Wait, hasnt Valentines day gone?


----------



## Whitedesert (Oct 9, 2011)

Musical said:


> Today I got out of bed to find that my darling wife had taped love poems by Pablo Nehruda, William Carlos Williams, and E E Cummings to the bathroom cistern, the kettle, and my computer screen... as the morning has gone on, I have found more love poems by Elizabeth Barrett Browning, Faiz Ahmed Faiz and Emily Dickinson in my shower, in the tea caddy and in the cutlery drawer.
> 
> I'm also thinking about my father, Valentine Joseph Fitzgerald, who's funeral was on 14th February 2010.
> 
> It's all about love - happy Valentine's day, everyone.
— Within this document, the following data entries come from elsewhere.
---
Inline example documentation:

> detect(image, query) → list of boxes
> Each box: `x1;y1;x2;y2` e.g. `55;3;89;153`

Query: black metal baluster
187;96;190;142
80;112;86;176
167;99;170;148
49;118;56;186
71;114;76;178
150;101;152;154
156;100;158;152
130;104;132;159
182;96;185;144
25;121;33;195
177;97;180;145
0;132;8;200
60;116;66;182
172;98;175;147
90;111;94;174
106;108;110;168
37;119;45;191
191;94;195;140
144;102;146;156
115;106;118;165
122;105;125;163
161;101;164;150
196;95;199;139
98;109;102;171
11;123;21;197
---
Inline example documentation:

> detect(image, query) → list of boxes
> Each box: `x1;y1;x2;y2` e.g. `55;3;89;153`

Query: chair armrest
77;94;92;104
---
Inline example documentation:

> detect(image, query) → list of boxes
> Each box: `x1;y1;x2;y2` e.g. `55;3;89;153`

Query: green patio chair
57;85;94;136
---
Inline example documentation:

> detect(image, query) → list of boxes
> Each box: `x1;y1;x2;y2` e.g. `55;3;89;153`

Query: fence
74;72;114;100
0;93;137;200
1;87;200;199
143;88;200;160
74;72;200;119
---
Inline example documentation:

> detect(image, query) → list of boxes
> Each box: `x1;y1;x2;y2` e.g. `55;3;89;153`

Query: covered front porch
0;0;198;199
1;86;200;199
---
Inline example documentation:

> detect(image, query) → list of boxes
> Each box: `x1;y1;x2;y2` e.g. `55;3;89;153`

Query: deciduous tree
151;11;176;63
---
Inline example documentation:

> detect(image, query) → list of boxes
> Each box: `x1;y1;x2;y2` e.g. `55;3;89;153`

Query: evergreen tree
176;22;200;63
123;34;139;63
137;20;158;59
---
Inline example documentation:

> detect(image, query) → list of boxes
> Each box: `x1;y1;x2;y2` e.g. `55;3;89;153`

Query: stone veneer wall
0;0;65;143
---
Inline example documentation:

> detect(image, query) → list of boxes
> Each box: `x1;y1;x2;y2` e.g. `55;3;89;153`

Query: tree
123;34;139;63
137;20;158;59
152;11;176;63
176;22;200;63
 Agree - keep her...they dont make them all like that anymore. My wife and I agreed to do things differently this year and had a Valentine lunch just now. Cool idea. Have a nice romantic DVD brough back from home and so tonight it is good wine, good coffee and a chockie and, well, lets see how the night goes, he,he...


----------



## Musical (Feb 8, 2011)

ArabianNights said:


> Ahhhhhh how CUTE!
> 
> Wait, hasnt Valentines day gone?


No, it's the 14th February, all day (and night)!


----------



## Sonrisa (Sep 2, 2010)

Ohhh how sweet. 

I wondered what Pablo Neruda's poems sounded liked when they are translated into english. 
and this is what I found:





_I like for you to be still: it is as though you were absent,_

_and you hear me from far away and my voice does not touch you._

_It seems as though your eyes had flown away_

_and it seems that a kiss had sealed your mouth._



_As all things are filled with my soul_

_you emerge from the things, filled with my soul._

_You are like my soul, a butterfly of dream,_

_and you are like the word Melancholy._



_I like for you to be still, and you seem far away._

_It sounds as though you were lamenting, a butterfly cooing like a dove._

_And you hear me from far away, and my voice does not reach you:_

_Let me come to be still in your silence._



_And let me talk to you with your silence_

_that is bright as a lamp, simple as a ring._

_You are like the night, with its stillness and constellations._

_Your silence is that of a star, as remote and candid._



_I like for you to be still: it is as though you were absent,_

_distant and full of sorrow as though you had died._

_One word then, one smile, is enough._

_And I am happy, happy that it's not true_.

HAPPY VALENTINE"S Day everyone


----------